Published in final edited form as: Nat Methods. 2013 Oct;10(10):926. doi: 10.1038/nmeth.2643

Building an ENCODE style data compendium on a shoestring

David Ruau 1, Felicia S L Ng 1, Nicola K Wilson 1, Rebecca Hannah 1, Evangelia Diamanti 1, Patrick Lombard 1, Steven Woodhouse 1, Berthold Göttgens 1
PMCID: PMC4167595  EMSID: EMS60374  PMID: 24076986

One perhaps unintended consequence of the unquestionable success of the human genome project has been a shift in the biomedical research funding landscape towards large scale programs, commonly involving several hundred scientists and budgets of hundreds of millions of dollars. This emphasis on large-scale projects however is sometimes questioned, as illustrated by recent debates following last year’s publications from the ENCODE project 1,2. Here we have explored an alternative approach. Rather than making advanced decisions about the datasets that should be generated for a given research community, as large scale projects have to do, we have instead compiled all datasets produced by that community, as soon as they are deposited in public databases. We demonstrate that such real-time curation can exceed large consortia efforts, which constitutes a highly topical contribution to the ongoing ‘small vs big science’ debate.

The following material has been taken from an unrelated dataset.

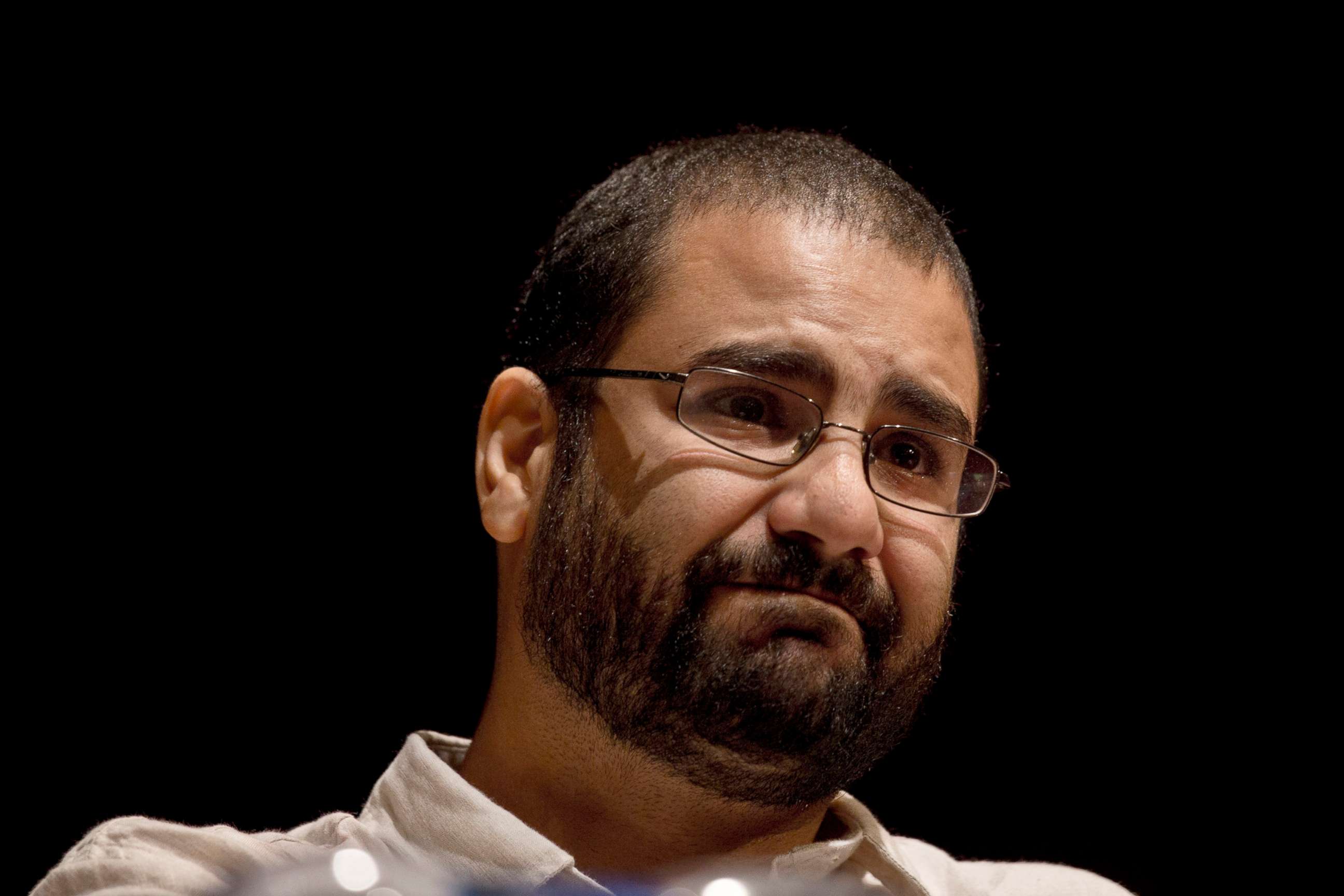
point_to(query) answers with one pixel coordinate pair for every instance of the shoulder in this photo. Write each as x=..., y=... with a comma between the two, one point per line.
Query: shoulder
x=156, y=856
x=947, y=875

We created HAEMCODE, a repository for transcription factor (TF) binding maps in mouse blood cells, generated by chromatin immunoprecipitation sequencing (ChIP-seq) . Using a standardized analysis pipeline we manually curated more than 300 TF ChIP-Seq studies from a wide range of primary mouse haematopoietic cells and major cell line models. As of September 2013, the HAEMCODE compendium covered 84 TFs across 24 major blood cell types. Haemopoiesis is also a major focus of ENCODE, yet the currently available mouse ENCODE data covers less than half of HAEMCODE (36 TFs, May 2013), with only 9 ENCODE TFs not available elsewhere.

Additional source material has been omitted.